Da França, acusada de apoiar o regime hútu durante o genocídio e de atuar de forma controversa na chamada “Operação Turquesa”, intervenção militar lançada no final de junho de 1994 com o aval da ONU, o casal espera um mea-culpa oficial. Em 2010, o então presidente Nicolas Sarkozy admitiu “erros de apreciação e políticos”, com “consequências absolutamente dramáticas”. É pouco, dizem eles, denunciando o poder do lobby militar e de antigos políticos que se recusam a “reconhecer o verdadeiro papel da França” nos massacres de Ruanda. Dafroza conta com o 25° aniversário do genocídio, no ano que vem, e com o atual presidente Emmanuel Macron para que se repare o discurso francês: “Macron é jovem, não está misturado a nada disso. É herdeiro dessa situação. Em nome das vítimas, ele nos deve um mínimo de reconhecimento. O que custa dizer que a França falhou?

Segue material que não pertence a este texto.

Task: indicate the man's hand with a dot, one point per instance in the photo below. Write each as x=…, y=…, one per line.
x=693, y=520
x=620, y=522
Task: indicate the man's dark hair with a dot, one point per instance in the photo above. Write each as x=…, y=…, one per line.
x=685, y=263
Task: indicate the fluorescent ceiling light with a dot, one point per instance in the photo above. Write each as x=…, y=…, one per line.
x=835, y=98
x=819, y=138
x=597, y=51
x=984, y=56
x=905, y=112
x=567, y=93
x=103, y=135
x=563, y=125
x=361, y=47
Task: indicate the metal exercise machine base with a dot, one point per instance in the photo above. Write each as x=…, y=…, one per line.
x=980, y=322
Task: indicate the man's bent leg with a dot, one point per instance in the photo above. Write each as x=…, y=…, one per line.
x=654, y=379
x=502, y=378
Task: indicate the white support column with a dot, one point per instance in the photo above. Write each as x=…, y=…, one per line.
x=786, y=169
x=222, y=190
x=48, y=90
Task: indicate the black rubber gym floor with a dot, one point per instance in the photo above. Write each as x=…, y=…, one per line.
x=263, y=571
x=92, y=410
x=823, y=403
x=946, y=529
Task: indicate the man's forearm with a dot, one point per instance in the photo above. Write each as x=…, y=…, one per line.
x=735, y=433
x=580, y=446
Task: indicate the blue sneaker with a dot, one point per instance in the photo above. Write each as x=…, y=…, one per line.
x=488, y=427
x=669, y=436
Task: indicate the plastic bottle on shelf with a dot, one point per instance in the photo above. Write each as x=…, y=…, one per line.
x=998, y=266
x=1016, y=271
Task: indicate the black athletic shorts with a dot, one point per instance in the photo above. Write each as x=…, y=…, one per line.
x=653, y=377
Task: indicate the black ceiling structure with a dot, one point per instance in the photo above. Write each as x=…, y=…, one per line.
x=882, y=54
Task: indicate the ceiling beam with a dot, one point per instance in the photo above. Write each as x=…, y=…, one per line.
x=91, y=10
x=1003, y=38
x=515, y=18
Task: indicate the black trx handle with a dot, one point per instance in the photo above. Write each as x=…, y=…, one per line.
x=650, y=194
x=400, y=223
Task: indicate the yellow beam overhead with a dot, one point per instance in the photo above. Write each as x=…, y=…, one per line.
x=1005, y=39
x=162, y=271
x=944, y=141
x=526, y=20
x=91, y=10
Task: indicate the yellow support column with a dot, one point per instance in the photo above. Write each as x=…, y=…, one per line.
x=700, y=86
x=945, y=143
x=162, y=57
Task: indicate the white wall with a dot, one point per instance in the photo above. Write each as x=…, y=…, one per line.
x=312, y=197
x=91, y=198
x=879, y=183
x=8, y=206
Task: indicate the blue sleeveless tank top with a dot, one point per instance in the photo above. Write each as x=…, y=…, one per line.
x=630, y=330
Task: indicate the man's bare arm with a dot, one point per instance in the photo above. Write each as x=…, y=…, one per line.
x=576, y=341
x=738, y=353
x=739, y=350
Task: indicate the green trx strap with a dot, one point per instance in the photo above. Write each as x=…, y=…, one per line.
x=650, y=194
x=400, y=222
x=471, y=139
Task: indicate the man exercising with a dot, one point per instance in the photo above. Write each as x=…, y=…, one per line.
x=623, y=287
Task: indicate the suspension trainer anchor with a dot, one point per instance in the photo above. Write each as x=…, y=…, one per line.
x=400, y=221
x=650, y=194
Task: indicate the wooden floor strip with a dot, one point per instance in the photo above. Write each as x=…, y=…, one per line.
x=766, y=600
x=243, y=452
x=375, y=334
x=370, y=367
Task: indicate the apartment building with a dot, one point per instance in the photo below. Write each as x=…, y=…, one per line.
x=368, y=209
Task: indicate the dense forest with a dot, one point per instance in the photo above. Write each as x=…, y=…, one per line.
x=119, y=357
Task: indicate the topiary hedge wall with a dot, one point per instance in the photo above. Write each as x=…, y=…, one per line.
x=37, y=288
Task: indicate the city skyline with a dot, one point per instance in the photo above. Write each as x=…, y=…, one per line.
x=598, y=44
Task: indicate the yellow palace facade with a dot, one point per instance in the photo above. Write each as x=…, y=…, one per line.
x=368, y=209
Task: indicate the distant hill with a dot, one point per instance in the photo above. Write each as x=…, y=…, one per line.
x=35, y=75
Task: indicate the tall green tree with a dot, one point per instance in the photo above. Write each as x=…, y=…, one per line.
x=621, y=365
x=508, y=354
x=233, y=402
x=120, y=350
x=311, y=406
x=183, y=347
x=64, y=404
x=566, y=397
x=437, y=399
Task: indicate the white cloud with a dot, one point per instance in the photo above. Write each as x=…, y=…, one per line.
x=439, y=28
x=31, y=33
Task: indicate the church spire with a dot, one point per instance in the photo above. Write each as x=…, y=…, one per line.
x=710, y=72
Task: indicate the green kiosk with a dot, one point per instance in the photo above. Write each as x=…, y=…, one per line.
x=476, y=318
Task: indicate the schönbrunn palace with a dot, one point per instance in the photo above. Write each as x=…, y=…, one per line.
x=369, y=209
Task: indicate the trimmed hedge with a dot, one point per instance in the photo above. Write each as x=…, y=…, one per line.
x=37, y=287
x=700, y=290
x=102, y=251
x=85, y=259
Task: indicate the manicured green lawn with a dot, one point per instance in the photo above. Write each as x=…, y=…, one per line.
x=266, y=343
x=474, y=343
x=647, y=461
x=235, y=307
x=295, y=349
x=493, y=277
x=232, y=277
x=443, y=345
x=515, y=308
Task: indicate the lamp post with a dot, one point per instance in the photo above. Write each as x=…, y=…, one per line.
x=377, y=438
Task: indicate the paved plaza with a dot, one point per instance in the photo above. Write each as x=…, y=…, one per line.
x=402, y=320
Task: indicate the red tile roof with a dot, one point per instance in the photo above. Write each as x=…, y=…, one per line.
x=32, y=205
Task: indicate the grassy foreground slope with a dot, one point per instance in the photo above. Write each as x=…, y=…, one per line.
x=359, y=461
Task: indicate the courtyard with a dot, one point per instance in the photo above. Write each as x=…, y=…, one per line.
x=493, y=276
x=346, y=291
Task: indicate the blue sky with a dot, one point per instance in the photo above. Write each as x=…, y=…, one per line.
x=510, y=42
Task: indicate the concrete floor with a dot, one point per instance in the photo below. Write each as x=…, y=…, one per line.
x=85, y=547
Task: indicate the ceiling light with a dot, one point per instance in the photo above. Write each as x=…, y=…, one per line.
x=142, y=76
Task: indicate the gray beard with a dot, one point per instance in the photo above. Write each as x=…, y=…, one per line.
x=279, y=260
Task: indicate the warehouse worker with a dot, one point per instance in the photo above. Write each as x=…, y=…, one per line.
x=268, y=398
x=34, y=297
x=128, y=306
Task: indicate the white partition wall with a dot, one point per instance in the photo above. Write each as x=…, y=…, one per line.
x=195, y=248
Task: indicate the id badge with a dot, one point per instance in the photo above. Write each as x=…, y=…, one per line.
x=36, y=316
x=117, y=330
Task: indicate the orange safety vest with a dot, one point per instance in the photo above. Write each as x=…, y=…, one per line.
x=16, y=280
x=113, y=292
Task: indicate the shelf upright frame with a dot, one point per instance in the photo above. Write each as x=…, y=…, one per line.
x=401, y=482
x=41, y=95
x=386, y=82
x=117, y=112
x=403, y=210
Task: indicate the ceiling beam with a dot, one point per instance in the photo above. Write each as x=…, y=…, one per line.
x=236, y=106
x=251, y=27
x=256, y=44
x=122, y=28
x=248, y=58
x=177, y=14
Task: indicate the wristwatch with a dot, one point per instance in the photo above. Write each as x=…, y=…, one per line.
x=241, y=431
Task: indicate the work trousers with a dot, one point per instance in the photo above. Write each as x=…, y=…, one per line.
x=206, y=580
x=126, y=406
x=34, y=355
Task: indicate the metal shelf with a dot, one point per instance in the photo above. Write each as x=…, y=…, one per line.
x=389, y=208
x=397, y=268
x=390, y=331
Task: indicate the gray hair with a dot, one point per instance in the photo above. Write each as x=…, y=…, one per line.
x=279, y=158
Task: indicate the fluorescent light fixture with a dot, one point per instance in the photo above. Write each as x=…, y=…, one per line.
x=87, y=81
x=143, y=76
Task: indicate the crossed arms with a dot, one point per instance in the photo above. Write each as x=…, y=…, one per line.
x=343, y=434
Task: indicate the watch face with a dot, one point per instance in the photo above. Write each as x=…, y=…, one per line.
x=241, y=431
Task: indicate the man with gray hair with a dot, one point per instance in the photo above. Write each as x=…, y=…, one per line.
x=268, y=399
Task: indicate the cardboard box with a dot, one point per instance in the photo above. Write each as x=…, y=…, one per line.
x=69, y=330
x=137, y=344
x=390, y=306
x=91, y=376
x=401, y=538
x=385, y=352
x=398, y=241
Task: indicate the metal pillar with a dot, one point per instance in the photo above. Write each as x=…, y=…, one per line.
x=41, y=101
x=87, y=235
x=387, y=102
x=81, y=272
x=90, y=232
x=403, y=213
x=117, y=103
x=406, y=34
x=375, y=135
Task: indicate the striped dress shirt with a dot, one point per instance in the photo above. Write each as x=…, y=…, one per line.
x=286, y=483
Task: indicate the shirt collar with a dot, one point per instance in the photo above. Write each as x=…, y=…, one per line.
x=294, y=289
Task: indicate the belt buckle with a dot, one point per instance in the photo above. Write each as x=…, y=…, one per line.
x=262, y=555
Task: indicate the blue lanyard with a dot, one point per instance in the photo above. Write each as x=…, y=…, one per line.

Já falhou outras vezes”.
Em Ruanda, segundo o casal Gauthier, embora a “política geral seja no sentido da reconciliação”, as cicatrizes do genocídio permanecem abertas. No dia a dia, o clima é complicado, diz Dafroza: “Serão necessárias três gerações para que as coisas se apaziguem, e que não se cruze na rua com os assassinos de seus pais. Genocídio é algo extremamente destruidor, pois não acaba apenas com os homens, mas também com toda uma cultura. Reconstruir, hoje, é uma palavra muito forte”.